Mientras las inundaciones cubrían la tierra en un abrir y cerrar de ojos, busqué frenéticamente una manera de mantener vivos nuestros recuerdos entre viejas cartas que yacían en una caja de zapatos.

Si no me falla la memoria, encontré entre puros cachivaches un pedacito de papel esculpido a mano en los talleres de un barrio, el texto era breve, indiscutibleme marcado por el signo y el canto de una estrofa chueca e incompleta. También recupere del fuego y la ignominia otros artefactos y souvenirs: un abridor de botellas de cobre con cabeza y cuerpo de llama andina–le había pertenecido a Pajarito, una poeta que había visitado el país en 1986; tres billetes que me regaló una amiga luego de haber regresado a Léogane tras haber pasado tres décadas residiendo en el exterior aunque en lo más profundo de su interior residía en otro cuerpo y morada. Las corrientes de agua son despiadadas, se llevaron a mi amiga quien ahora camina por otros mundos no sin antes haber asumido un nom de guerre secreto, nuevo y absoluto.

En la caja de madera encontré dos fotografías a color de un cementerio en Santo Domingo, las tumbas y los nichos iluminados por la incandescencia de luz solar en una tarde caribeña que nunca volveré a ver. Recuerdo haber encontrado una copia del cuento prohibido y censurado de Pedro Conde Sturla acerca de la fábrica de copias de Juan Bosch. Había una pila de postales y fotografías y una fotocopia de un rostro borroso, corroído por el tiempo y las bacterias que me traía recuerdos del verano de 1995 y alguna que otra actividad social o salida nocturna o bonche en algún lado oscuro de la ciudad.

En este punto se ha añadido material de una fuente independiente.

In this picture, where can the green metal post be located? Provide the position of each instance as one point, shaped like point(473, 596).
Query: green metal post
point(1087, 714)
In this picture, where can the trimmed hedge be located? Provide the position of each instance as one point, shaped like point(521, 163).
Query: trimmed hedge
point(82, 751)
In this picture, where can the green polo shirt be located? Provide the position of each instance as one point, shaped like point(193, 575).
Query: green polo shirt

También encontré en la caja de vidrio un menú impreso en tinta azul proveniente de esa antigua fonda localizada en la José Martí cerca de donde vivía la amiga húngara de mi abuela materna Antonia Morel o Antonia Argudín por aquellos años de opresión dictatorial en Villa Juana: mi Santo Domingo en vía de extinción, la ciudad amurallada donde una vez (torpemente) coleccioné menús y palitos de paletas Polo de la misma manera que añadía a mi colección el desgarrador adios de amores escondidos y olvidados.

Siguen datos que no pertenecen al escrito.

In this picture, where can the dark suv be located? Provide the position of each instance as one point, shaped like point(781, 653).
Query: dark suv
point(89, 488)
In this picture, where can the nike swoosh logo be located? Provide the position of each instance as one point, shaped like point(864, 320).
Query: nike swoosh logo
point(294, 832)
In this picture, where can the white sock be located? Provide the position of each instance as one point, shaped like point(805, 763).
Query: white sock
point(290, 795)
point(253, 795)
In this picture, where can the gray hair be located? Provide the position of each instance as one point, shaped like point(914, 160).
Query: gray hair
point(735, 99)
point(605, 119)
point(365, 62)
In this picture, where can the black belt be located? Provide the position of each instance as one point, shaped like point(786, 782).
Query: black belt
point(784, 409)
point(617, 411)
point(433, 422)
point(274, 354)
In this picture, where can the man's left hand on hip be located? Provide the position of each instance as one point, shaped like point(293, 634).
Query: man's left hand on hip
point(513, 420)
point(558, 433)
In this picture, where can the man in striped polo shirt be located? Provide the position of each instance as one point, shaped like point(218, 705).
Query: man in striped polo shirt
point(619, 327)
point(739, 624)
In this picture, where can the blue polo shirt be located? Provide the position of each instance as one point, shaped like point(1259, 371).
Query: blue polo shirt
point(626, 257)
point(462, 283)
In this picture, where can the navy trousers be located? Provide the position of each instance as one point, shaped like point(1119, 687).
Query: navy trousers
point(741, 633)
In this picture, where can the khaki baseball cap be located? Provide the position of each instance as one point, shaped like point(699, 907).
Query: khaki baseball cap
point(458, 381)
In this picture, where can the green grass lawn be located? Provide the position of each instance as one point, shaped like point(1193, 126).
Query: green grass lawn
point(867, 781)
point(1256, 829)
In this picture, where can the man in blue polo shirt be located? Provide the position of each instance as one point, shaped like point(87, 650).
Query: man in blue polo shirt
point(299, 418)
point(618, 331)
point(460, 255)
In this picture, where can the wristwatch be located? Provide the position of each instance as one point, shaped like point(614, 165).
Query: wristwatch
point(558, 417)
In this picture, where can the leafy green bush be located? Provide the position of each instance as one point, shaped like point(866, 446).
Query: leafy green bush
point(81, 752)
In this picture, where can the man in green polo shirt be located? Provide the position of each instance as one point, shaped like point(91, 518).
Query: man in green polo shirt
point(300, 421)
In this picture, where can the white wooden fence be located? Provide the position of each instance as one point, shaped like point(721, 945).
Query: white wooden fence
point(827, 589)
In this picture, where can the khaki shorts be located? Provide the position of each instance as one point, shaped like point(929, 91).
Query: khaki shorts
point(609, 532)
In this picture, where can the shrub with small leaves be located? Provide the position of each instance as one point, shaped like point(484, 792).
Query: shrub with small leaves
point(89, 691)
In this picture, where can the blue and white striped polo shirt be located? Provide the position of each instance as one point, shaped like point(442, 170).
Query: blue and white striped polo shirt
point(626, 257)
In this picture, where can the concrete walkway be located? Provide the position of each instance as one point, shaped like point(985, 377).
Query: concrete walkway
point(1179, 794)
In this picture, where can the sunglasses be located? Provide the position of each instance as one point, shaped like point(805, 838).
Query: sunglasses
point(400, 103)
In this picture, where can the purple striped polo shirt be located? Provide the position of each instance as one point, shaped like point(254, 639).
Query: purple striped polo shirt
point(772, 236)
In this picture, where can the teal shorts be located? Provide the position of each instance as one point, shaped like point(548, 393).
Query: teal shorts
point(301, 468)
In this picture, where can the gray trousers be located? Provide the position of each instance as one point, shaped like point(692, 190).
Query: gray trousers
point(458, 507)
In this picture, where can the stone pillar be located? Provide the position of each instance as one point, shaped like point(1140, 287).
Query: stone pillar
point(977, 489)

Mientras más buscaba los laberintos y caminos de la cajita de fósforos me topaba abruptamente con listas de nombres de seres imaginarios y reales, seres que había amado, gatos y palomas por ejemplo; otra lista era una recopilación de graffiti tags escritas en orden alfabético en un idioma extranjero del que hasta ahora no entiendo ni papas; parece ser que este baúl de los recuerdos no tenía fondo, la verdad no entiendo cómo pude encontrar intactas las cerámicas diminutas en forma de corazón que me había regalado una antigua amante grunge-rockanrolera como recordatorio de sus irreverentes coqueteos con la muerte suicida; y para mi sorpresa, encontré la grabación que un pen pal me había enviado en esos tiempos alegres que ahora forman parte de nuestra memoria-vórtice cuando se podía confiar en el correo en bicicletas y las cartas no se extraviaban y siempre llegaban tarde pero llegaban a su destino desde el Cono Sur o desde el interior del país. Y finalmente, encontré en la caja de arcilla una grabación de mi voz, y tanto en el lado A como en el B del cassette se podía leer “guiones de películas imaginarias” ensamblados a partir de sueños o visiones recurrentes en todas las horas y en todos los lugares durante los años terminales de la pandemia.

Rememorando ahora ese inolvidable mes de abril veinte años después, recuerdo que fue un día como hoy sumergido en los recuerdos de la lluvia y del espanto. Durante varias noches, en la triste compañía del insomnio, escuche atentamente la grabación. Tome notas. Estudié por muchas horas las bandas sonoras del cine silente y en una de esas eufóricas madrugadas me senté a escribir todos los guiones y los fotogramas de películas que se colaban por mi mente. Escribí con la sola intención de salir del paso al mal tiempo o sobrevivir, y mucho antes del alba, concluir la versión de la presente transcripción que aprietas en la palma de tu mano.